Now we conclude the method, given a function $f(x,y)$ and a constraint $g(x,y)=c$, then to maximize or minimize the function, we need to solve the system of equations \left\{\begin{aligned}\frac{\partial f}{\partial x}&=\lambda\frac{\partial g}{\partial x}\\\frac{\partial f}{\partial y}&=\lambda\frac{\partial g}{\partial y}\\g(x,y)&=c\end{aligned}\right..

Geometry

Why it is correct? If there is no constraint $g(x,y)=c$, we just solve $f_x=f_y=0$, and it means when we move on a horizontal surface near the point, the function doesn't change.
Now we have a constraint, similarly, we just find a point where we move along the constraint surface that the function doesn't change too. So $\nabla_{\hat\mathbf{u}}f=0$, where $\hat\mathbf{u}$ is any direction on the constraint surface, in other words, $\nabla f\cdot\hat\mathbf{u}=0$. Since the gradient $\nabla g$ is also normal to the constraint surface, we have $\nabla f\parallel\nabla g$.

Application

e.g. Find a best solution to minimizing the surface area of a pyramid with a given triangular base $a_1,a_2,a_3$ and a given height $h$.
Solution We can plot the pyramid in $xy$ plane.

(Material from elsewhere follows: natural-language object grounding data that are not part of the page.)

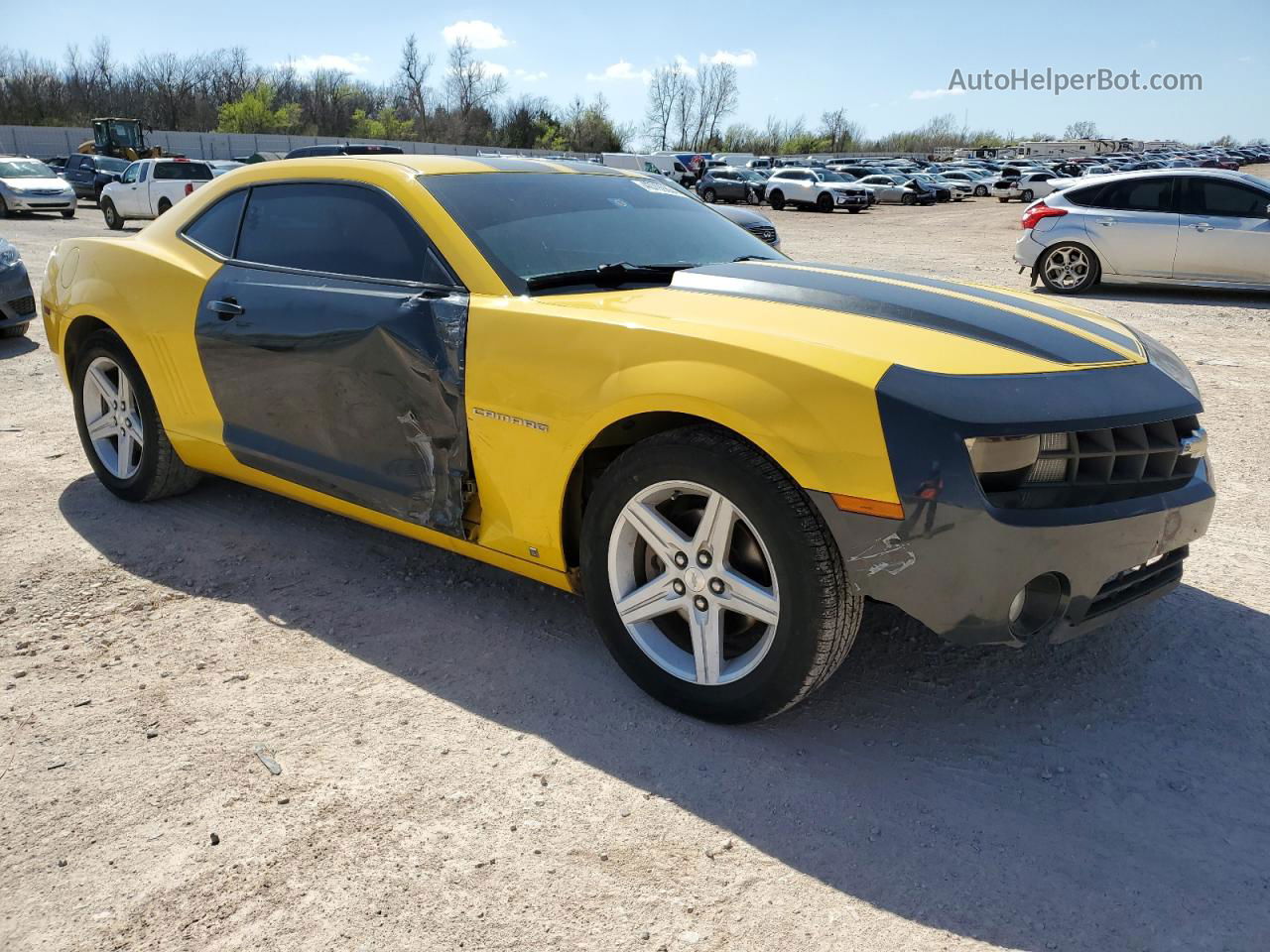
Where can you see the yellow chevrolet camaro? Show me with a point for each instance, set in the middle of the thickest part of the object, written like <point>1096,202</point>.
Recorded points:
<point>590,379</point>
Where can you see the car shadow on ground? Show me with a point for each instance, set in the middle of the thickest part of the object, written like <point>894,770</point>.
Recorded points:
<point>17,347</point>
<point>1103,793</point>
<point>1155,295</point>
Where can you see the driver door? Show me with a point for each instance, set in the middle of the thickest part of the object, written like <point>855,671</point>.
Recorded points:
<point>333,340</point>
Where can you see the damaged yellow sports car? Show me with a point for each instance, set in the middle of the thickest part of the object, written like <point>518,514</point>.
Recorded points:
<point>590,379</point>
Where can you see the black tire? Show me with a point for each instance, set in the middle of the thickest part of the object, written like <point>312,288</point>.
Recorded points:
<point>113,220</point>
<point>1089,273</point>
<point>160,471</point>
<point>813,635</point>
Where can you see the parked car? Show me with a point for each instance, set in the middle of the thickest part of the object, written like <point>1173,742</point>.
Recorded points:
<point>223,166</point>
<point>815,188</point>
<point>725,184</point>
<point>343,149</point>
<point>30,185</point>
<point>1026,186</point>
<point>894,189</point>
<point>89,175</point>
<point>1171,226</point>
<point>730,477</point>
<point>150,186</point>
<point>17,298</point>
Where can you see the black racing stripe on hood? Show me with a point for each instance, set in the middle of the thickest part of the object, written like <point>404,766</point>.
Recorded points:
<point>1037,307</point>
<point>890,302</point>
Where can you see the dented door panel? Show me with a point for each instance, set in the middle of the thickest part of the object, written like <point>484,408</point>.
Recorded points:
<point>350,388</point>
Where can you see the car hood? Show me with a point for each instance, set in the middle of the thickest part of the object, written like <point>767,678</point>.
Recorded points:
<point>835,316</point>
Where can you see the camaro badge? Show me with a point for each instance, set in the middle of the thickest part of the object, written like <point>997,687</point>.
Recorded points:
<point>508,417</point>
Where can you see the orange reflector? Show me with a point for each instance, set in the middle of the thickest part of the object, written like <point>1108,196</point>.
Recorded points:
<point>869,507</point>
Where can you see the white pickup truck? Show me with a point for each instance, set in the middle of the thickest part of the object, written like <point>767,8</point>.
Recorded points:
<point>150,186</point>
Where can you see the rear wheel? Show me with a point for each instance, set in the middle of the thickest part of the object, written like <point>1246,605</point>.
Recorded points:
<point>714,583</point>
<point>1069,268</point>
<point>119,426</point>
<point>113,220</point>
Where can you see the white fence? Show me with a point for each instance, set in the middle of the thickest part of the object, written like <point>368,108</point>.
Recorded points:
<point>45,141</point>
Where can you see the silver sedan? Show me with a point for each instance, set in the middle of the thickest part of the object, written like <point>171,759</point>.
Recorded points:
<point>1184,226</point>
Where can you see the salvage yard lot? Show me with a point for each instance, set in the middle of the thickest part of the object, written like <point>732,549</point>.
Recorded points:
<point>463,765</point>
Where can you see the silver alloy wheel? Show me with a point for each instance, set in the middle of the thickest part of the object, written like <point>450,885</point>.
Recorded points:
<point>112,417</point>
<point>1066,267</point>
<point>694,583</point>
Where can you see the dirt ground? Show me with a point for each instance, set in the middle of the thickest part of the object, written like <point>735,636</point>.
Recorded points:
<point>463,767</point>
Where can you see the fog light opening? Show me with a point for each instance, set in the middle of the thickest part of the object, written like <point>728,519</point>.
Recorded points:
<point>1038,606</point>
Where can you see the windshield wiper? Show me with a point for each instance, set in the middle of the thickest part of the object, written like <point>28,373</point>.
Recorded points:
<point>608,276</point>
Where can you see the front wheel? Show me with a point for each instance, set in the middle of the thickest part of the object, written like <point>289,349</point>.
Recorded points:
<point>1069,268</point>
<point>113,220</point>
<point>119,426</point>
<point>712,580</point>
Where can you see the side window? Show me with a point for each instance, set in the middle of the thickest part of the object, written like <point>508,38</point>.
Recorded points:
<point>1225,199</point>
<point>1153,194</point>
<point>335,229</point>
<point>216,229</point>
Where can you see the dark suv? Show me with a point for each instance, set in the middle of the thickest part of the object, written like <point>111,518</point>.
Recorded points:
<point>343,149</point>
<point>89,175</point>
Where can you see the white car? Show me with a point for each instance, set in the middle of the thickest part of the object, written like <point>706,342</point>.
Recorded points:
<point>1028,186</point>
<point>150,186</point>
<point>30,185</point>
<point>815,188</point>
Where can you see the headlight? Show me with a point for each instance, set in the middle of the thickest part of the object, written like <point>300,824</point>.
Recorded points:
<point>1002,453</point>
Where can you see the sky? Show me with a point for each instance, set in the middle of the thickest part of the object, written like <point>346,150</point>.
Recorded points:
<point>889,66</point>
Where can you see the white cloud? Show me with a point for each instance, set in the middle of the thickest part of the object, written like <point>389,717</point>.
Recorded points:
<point>740,60</point>
<point>620,70</point>
<point>480,35</point>
<point>353,63</point>
<point>935,93</point>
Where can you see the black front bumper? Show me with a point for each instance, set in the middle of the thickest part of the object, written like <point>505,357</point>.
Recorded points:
<point>955,562</point>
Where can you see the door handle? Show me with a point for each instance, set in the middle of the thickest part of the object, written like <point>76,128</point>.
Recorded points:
<point>226,309</point>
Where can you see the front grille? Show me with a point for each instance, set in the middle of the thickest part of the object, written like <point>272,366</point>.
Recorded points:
<point>23,304</point>
<point>767,232</point>
<point>1087,467</point>
<point>1134,583</point>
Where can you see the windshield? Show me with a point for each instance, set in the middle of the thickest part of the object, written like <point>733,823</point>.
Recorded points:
<point>24,169</point>
<point>535,223</point>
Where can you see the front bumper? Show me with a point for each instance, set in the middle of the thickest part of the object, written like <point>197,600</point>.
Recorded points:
<point>17,298</point>
<point>40,203</point>
<point>956,563</point>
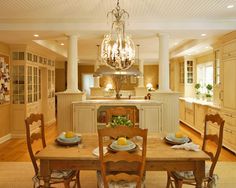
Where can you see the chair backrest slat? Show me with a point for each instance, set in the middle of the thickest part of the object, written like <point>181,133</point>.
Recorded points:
<point>217,123</point>
<point>31,137</point>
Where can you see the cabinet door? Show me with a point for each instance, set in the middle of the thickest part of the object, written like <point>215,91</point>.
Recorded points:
<point>84,119</point>
<point>199,119</point>
<point>229,84</point>
<point>151,118</point>
<point>182,110</point>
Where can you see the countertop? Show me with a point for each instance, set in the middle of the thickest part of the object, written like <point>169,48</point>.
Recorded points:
<point>201,102</point>
<point>118,101</point>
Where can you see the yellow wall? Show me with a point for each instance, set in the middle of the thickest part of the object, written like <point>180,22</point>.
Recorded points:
<point>151,75</point>
<point>4,108</point>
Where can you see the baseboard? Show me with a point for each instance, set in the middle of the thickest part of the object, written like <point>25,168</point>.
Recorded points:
<point>5,138</point>
<point>18,135</point>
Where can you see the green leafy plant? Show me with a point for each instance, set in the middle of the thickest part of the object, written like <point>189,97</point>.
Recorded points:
<point>197,86</point>
<point>120,121</point>
<point>209,87</point>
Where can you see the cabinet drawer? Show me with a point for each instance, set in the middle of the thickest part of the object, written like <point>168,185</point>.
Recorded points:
<point>212,111</point>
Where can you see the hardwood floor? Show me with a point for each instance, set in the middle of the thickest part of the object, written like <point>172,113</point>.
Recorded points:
<point>16,149</point>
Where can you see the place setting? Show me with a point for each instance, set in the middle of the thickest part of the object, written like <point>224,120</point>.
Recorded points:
<point>68,138</point>
<point>120,144</point>
<point>180,141</point>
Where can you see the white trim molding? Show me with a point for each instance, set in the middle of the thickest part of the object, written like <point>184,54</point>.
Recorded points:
<point>5,138</point>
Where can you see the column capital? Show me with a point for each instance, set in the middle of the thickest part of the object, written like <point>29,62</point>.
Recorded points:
<point>162,34</point>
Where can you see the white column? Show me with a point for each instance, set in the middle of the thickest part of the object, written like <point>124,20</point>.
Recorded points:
<point>72,65</point>
<point>140,79</point>
<point>96,79</point>
<point>164,62</point>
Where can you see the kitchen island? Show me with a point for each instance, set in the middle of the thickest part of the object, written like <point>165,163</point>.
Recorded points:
<point>86,113</point>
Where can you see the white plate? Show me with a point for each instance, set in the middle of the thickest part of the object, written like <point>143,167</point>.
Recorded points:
<point>62,138</point>
<point>130,145</point>
<point>96,151</point>
<point>172,138</point>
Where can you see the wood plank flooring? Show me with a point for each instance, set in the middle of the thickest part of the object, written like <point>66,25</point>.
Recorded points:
<point>16,149</point>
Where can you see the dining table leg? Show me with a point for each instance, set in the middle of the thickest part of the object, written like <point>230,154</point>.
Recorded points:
<point>45,172</point>
<point>199,173</point>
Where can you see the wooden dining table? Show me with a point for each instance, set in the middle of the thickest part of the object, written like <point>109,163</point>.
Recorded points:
<point>160,157</point>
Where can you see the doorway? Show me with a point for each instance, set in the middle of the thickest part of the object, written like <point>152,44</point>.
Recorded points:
<point>87,82</point>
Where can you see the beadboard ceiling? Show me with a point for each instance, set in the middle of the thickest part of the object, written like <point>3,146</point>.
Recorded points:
<point>53,20</point>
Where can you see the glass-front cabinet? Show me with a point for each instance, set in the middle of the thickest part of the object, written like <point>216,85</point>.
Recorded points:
<point>18,82</point>
<point>33,88</point>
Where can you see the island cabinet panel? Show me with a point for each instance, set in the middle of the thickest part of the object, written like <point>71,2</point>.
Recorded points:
<point>90,115</point>
<point>151,117</point>
<point>199,119</point>
<point>84,120</point>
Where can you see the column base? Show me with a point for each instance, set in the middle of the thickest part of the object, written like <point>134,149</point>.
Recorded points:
<point>140,91</point>
<point>170,102</point>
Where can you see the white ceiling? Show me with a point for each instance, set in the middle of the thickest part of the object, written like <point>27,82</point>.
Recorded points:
<point>183,20</point>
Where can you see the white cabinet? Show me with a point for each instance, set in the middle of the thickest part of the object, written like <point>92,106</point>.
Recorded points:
<point>199,117</point>
<point>30,79</point>
<point>84,118</point>
<point>229,84</point>
<point>151,117</point>
<point>182,110</point>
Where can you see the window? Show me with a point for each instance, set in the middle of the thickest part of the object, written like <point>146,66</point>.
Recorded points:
<point>189,72</point>
<point>205,75</point>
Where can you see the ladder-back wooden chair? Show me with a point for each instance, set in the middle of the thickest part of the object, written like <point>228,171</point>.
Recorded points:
<point>36,142</point>
<point>121,168</point>
<point>213,134</point>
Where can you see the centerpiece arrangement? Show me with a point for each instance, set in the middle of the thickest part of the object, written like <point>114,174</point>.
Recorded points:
<point>209,92</point>
<point>120,121</point>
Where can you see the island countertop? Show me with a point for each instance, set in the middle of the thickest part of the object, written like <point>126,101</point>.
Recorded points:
<point>118,101</point>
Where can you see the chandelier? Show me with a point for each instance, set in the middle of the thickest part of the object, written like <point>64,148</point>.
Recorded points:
<point>117,49</point>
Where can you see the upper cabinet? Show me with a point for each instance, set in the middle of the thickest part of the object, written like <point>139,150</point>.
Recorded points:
<point>33,87</point>
<point>228,86</point>
<point>189,65</point>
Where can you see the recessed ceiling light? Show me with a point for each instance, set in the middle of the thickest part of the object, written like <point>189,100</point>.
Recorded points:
<point>230,6</point>
<point>176,43</point>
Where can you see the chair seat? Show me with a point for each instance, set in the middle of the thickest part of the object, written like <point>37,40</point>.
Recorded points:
<point>56,176</point>
<point>189,175</point>
<point>120,184</point>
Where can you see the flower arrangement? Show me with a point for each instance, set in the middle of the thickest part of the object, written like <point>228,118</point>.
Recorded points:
<point>209,90</point>
<point>197,87</point>
<point>120,121</point>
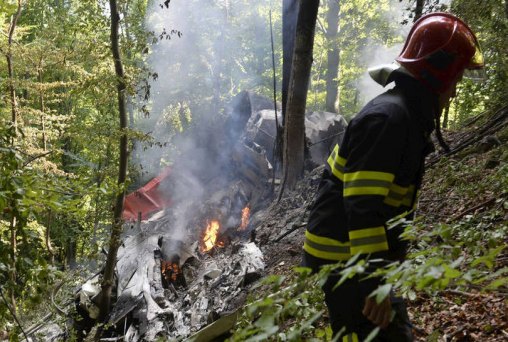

And it looks like the following in 3D space.

To determine the position of the vertex $D$ more easily, we project the vertex on the $xy$ plane.

And take the distance from the projection to three sides $a_1,a_2,a_3$ as $d_1,d_2,d_3$, and we can express the surface area $S$ and the base area $A$: \begin{aligned}S=\frac12a_1\sqrt{d_1^2+h^2}+\frac12a_2\sqrt{d_2^2+h^2}+\frac12a_3\sqrt{d_3^2+h^2}\\A=\frac12a_1d_1+\frac12a_2d_2+\frac12a_3d_3\end{aligned}.
And apply the Lagrange Multiplier \left\{\begin{aligned}\frac{\partial S}{\partial d_1}=\lambda\frac{\partial A}{\partial d_1}\\\frac{\partial S}{\partial d_2}=\lambda\frac{\partial A}{\partial d_2}\\\frac{\partial S}{\partial d_3}=\lambda\frac{\partial A}{\partial d_3}\end{aligned}\right., and found that $d_1=d_2=d_3$, so the vertex is just above the incenter of the triangular base.